Pre-join projections have the following limitations:
- A maximum of one pre-join projection can be used per query; any other pre-join projections are treated as regular projections
- The query must contain a superset of the join predicates used in the pre-join projection
- The anchor and fact tables must have primary and foreign keys explicitly defined
- Due to the primary and foreign key constraints, the query can only be an
- Data must be loaded into the anchor table before it can be loaded into the fact table
- The anchor data cannot be partitioned in order to prevent the dropping of the fact data; which would lead to a huge delete operation
The definition of primary and foreign keys must explicitly contain a
NOT NULL in the table’s structure. The uniqueness is enforced with pre-join projections during load. Additionally, changes to the table structure could cause data expansion and impact query performance. A poorly written pre-join could produce incorrect results.
A pre-join is not recommended for tables that experience high deletes and updates. Since the pre-join projection uses an
INNER JOIN, the delete must be cascaded between the anchor and fact tables to delete associated data.
The most important factor is being able to complete the load before another attempts to start. When loading to WOS (not directly to disk), if the moveout does not complete in the allotted time, it will be queued and could cause the moveout to time out. However, the moveout interval can be increased and the WOS container size can be shrunk.
Aside from these considerations, the advantage is that there is no need for the optimizer to join the tables at query execution.
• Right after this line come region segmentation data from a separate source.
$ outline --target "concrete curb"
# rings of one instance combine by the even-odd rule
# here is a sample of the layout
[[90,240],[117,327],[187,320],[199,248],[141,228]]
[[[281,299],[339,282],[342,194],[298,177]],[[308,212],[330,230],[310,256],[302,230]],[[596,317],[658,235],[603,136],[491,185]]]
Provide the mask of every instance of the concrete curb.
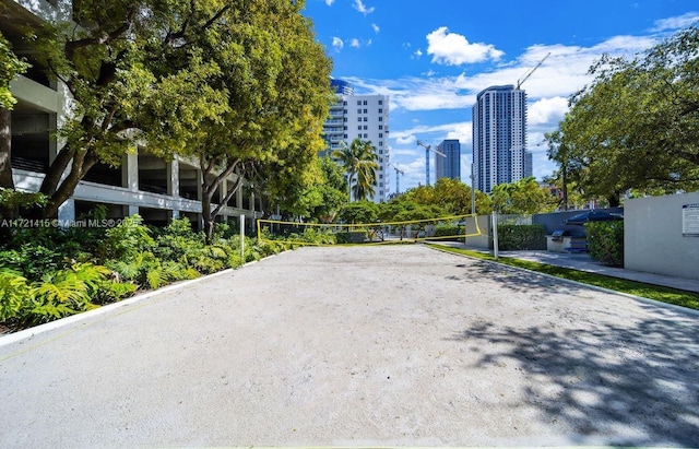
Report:
[[[540,273],[538,271],[532,271],[532,270],[528,270],[528,269],[521,268],[521,267],[508,265],[507,263],[500,263],[500,262],[496,262],[494,260],[486,260],[486,259],[479,259],[479,258],[476,258],[476,257],[471,257],[471,256],[467,256],[467,255],[460,255],[458,252],[451,252],[451,251],[448,251],[446,249],[438,248],[436,245],[427,245],[427,247],[429,247],[431,249],[435,249],[437,251],[447,252],[447,253],[450,253],[450,255],[464,257],[464,258],[472,259],[472,260],[479,260],[479,261],[491,263],[491,264],[505,265],[505,267],[508,267],[508,268],[511,268],[511,269],[514,269],[514,270],[524,271],[526,273],[537,274],[537,275],[546,277],[546,279],[550,279],[550,280],[555,280],[555,281],[559,281],[559,282],[566,282],[566,283],[571,284],[571,285],[587,287],[587,288],[591,288],[591,290],[594,290],[594,291],[597,291],[597,292],[611,293],[611,294],[614,294],[614,295],[625,296],[627,298],[639,300],[641,303],[647,303],[647,304],[651,304],[653,306],[659,306],[659,307],[666,307],[666,308],[670,308],[670,309],[675,310],[675,311],[689,314],[689,315],[694,315],[696,317],[699,317],[699,310],[690,309],[688,307],[677,306],[675,304],[670,304],[670,303],[663,303],[661,300],[645,298],[643,296],[636,296],[636,295],[631,295],[629,293],[617,292],[615,290],[600,287],[600,286],[592,285],[592,284],[585,284],[584,282],[578,282],[578,281],[572,281],[572,280],[569,280],[569,279],[565,279],[565,277],[554,276],[552,274]],[[511,259],[517,259],[517,258],[511,258]],[[552,265],[550,263],[544,263],[544,262],[536,262],[536,263],[542,263],[544,265]],[[555,267],[555,265],[552,265],[552,267]],[[573,268],[567,268],[567,267],[561,267],[561,268],[565,268],[566,270],[574,270]],[[606,275],[606,274],[600,274],[600,275]],[[609,277],[609,276],[607,276],[607,277]],[[633,282],[642,283],[641,281],[633,281]]]
[[61,318],[61,319],[56,320],[56,321],[50,321],[50,322],[47,322],[47,323],[44,323],[44,324],[35,326],[33,328],[21,330],[19,332],[14,332],[14,333],[10,333],[10,334],[0,336],[0,347],[2,347],[4,345],[8,345],[8,344],[11,344],[11,343],[14,343],[14,342],[17,342],[17,341],[21,341],[21,340],[31,339],[33,336],[36,336],[36,335],[40,334],[40,333],[52,331],[55,329],[60,329],[62,327],[72,324],[74,322],[80,322],[80,321],[86,320],[88,318],[97,317],[99,315],[104,315],[104,314],[107,314],[109,311],[117,310],[117,309],[119,309],[121,307],[128,307],[128,306],[131,306],[133,304],[141,303],[141,302],[143,302],[145,299],[150,299],[150,298],[152,298],[154,296],[158,296],[158,295],[162,295],[164,293],[169,293],[169,292],[173,292],[173,291],[176,291],[176,290],[189,286],[189,285],[197,284],[197,283],[202,282],[204,280],[210,280],[210,279],[213,279],[213,277],[223,276],[223,275],[233,273],[236,270],[240,270],[240,269],[242,269],[245,267],[248,267],[250,264],[257,263],[259,261],[262,261],[264,259],[268,259],[268,258],[271,258],[271,257],[274,257],[274,256],[277,256],[277,255],[268,256],[268,257],[262,258],[260,260],[253,260],[253,261],[247,262],[244,265],[240,265],[238,268],[229,268],[229,269],[226,269],[226,270],[223,270],[223,271],[217,271],[217,272],[212,273],[212,274],[206,274],[205,276],[192,279],[192,280],[189,280],[189,281],[180,281],[180,282],[177,282],[175,284],[164,286],[162,288],[157,288],[157,290],[154,290],[154,291],[150,291],[150,292],[145,292],[145,293],[132,296],[130,298],[120,300],[118,303],[112,303],[112,304],[109,304],[107,306],[102,306],[102,307],[99,307],[97,309],[94,309],[94,310],[88,310],[88,311],[84,311],[82,314],[71,315],[70,317]]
This saves on IO as there is only a single set of files to read from, and no network or local processing of the join taking place. Also, if the columns used in a
GROUP BY exist in the pre-join, a
GROUP BY PIPE can be performed. This solution would be ideal for a frequent query that has infrequent loads.
The documentation below provides an example of how a pre-join projection schema is used.
If a pre-join is not a viable solution, the anchor and fact tables could instead be optimized for a merge join. Lastly, the denormalization could take place outside of Vertica (ie. in an ETL tool). If you create a pre-joined object before it comes into Vertica, you aren’t not constrained by the Vertica pre-join limitations.